The attention to detail is apparent immediately through the fake film-within-the-film titles for the wonderfully titled The Equestrian Vortex (a tale of resurrected witches out for revenge on the attendees of a riding school). The film being dubbed (which we never see) appears to be a riff on the works of Lucio Fulci or Mario Bava, and is clearly the kind of thing poor old Gilderoy has never seen before, having previously worked on films chronicling the bucolic English countryside.
The analogue technology of the time is lovingly recreated, as is the approach to creating sound effects in the pre-digital era involving many marrows and other assorted fruit and vegetables. There is much humour to be mined from this, while film buffs will get a lot from the in-jokes about the giallo-type movies Strickland is exploring.
For the first half Berberian Sound Studio is a fairly straight-forward fish-out-of-water tale as Gilderoy attempts to get to grips with the laid-back Italian approach to life and work, while missing his home (he has a sound effects reel of his mother’s house to assuage his homesickness). After that, as the pressure begins to build, Gilderoy seems to go through a mental breakdown. This is cleverly conveyed on screen through a mystifying mix of dream sequences, further abstract film moments, and Gilderoy suddenly being dubbed in Italian! It’s a David Lynch-like approach that leads to a 2001: A Space Odyssey-style baffling conclusion that escapes comprehension and explanation.
There are few films majorly concerned with sound (DePalma’s Blow Out, Coppola’s The Conversation, and maybe Chaplin’s later works all spring to mind), but Berberian Sound Studio makes it central to both its story and its on-screen realisation.
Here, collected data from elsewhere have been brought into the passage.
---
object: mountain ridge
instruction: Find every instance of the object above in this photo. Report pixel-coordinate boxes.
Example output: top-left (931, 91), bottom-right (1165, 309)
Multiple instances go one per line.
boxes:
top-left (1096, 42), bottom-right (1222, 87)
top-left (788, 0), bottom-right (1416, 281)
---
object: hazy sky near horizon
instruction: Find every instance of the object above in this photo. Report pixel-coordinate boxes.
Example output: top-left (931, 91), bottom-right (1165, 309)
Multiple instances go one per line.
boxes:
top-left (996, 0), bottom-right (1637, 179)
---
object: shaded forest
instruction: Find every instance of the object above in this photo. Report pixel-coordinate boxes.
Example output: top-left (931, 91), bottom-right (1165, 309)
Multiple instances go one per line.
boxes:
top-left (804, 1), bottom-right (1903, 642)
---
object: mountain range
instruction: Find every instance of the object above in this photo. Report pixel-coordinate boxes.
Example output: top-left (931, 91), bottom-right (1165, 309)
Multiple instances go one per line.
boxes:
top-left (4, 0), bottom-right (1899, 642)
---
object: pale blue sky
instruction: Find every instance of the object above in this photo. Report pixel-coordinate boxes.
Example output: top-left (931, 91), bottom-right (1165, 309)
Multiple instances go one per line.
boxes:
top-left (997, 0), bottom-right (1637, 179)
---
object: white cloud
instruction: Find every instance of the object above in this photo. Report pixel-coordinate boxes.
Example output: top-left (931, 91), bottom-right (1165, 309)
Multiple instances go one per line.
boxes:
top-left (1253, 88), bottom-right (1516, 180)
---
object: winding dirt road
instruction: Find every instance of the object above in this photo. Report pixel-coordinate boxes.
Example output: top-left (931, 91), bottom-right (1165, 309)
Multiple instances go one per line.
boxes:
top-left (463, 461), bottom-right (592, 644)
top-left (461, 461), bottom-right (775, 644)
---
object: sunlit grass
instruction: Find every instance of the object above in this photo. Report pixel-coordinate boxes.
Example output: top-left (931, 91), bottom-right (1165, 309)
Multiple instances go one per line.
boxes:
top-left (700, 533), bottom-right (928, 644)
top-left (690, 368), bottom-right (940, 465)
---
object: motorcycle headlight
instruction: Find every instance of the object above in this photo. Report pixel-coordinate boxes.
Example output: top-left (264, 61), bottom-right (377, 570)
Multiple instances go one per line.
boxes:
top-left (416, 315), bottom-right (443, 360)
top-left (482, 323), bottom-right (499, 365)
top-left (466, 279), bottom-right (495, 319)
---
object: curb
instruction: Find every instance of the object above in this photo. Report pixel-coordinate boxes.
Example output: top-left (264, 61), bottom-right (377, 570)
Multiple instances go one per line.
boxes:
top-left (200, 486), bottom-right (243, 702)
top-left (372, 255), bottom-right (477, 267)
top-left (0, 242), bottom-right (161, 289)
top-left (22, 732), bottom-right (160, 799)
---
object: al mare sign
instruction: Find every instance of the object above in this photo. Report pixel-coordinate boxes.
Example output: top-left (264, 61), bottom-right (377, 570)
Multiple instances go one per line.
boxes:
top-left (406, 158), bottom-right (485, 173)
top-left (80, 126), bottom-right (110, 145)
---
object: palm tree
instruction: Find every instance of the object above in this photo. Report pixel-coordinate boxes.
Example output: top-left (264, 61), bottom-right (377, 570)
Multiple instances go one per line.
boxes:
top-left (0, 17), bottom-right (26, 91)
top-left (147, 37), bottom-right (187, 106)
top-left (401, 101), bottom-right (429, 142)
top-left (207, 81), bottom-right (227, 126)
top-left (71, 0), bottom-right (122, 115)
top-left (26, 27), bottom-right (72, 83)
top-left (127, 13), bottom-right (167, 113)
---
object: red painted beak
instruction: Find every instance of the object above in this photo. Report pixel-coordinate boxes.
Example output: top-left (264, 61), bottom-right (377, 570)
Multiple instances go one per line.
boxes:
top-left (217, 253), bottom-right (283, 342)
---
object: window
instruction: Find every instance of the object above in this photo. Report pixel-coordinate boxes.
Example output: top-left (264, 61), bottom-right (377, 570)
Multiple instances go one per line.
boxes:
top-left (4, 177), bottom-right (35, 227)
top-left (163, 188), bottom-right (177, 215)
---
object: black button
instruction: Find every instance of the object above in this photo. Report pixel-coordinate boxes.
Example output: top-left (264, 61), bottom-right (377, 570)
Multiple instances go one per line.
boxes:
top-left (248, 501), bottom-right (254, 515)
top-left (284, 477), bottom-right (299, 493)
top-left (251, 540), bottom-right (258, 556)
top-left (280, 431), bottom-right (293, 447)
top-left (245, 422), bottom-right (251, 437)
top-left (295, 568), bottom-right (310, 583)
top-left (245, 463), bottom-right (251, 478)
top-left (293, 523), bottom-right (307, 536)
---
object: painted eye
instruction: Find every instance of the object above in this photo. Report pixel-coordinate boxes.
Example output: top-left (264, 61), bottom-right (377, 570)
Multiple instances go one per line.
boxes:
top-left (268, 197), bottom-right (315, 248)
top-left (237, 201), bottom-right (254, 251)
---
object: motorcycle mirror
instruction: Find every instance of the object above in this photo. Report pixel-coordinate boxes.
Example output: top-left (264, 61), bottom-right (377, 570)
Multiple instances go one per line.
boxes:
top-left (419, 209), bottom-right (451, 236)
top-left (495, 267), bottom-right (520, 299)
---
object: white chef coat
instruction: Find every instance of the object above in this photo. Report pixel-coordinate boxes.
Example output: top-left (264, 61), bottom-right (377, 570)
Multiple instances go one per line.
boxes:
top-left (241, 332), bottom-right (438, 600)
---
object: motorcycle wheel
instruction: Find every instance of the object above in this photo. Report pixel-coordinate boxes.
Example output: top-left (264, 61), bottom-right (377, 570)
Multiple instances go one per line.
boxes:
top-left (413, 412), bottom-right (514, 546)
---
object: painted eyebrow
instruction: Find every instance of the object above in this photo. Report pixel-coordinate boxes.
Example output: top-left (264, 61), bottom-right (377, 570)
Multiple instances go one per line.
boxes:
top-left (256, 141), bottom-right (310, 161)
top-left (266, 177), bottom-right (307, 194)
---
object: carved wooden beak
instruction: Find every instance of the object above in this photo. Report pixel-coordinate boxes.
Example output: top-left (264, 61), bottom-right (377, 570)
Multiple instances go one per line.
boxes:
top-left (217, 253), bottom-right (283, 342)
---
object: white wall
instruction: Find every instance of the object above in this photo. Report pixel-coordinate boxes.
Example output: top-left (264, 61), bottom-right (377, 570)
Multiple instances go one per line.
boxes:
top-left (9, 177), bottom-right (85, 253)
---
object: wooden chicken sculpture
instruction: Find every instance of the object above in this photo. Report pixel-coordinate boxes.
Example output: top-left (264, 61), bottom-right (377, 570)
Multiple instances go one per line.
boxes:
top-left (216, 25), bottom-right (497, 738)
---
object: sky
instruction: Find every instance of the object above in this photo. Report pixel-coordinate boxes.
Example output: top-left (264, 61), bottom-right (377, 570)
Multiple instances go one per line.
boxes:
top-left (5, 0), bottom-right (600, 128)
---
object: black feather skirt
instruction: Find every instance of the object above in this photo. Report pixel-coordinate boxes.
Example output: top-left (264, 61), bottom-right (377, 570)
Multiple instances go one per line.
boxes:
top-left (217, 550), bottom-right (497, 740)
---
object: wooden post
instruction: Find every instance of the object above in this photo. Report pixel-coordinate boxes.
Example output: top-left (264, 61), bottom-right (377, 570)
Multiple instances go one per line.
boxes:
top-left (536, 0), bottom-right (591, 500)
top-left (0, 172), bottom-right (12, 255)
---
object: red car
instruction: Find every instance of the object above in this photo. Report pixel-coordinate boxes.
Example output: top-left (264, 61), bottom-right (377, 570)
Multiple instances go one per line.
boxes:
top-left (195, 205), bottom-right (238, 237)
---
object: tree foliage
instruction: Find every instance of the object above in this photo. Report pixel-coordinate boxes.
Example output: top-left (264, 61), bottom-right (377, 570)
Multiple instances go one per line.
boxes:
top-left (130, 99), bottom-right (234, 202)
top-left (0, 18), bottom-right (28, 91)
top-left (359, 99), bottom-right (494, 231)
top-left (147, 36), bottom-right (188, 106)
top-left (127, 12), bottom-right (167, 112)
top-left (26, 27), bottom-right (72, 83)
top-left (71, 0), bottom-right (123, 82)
How odd, then, that one of the key moments of Gilderoy’s meltdown is conveyed through the rather hackneyed image of showing a melting film frame, visual shorthand for a hard-to-depict event.
Verdict: A fascinating, amusing and intriguing work somewhat let down by a baffling and unsatisfying conclusion. 7/10
Brian J. Robb
Berberian Sound Studio is released nationwide on 31 August 2012, following its debut at the Edinburgh International Film Festival.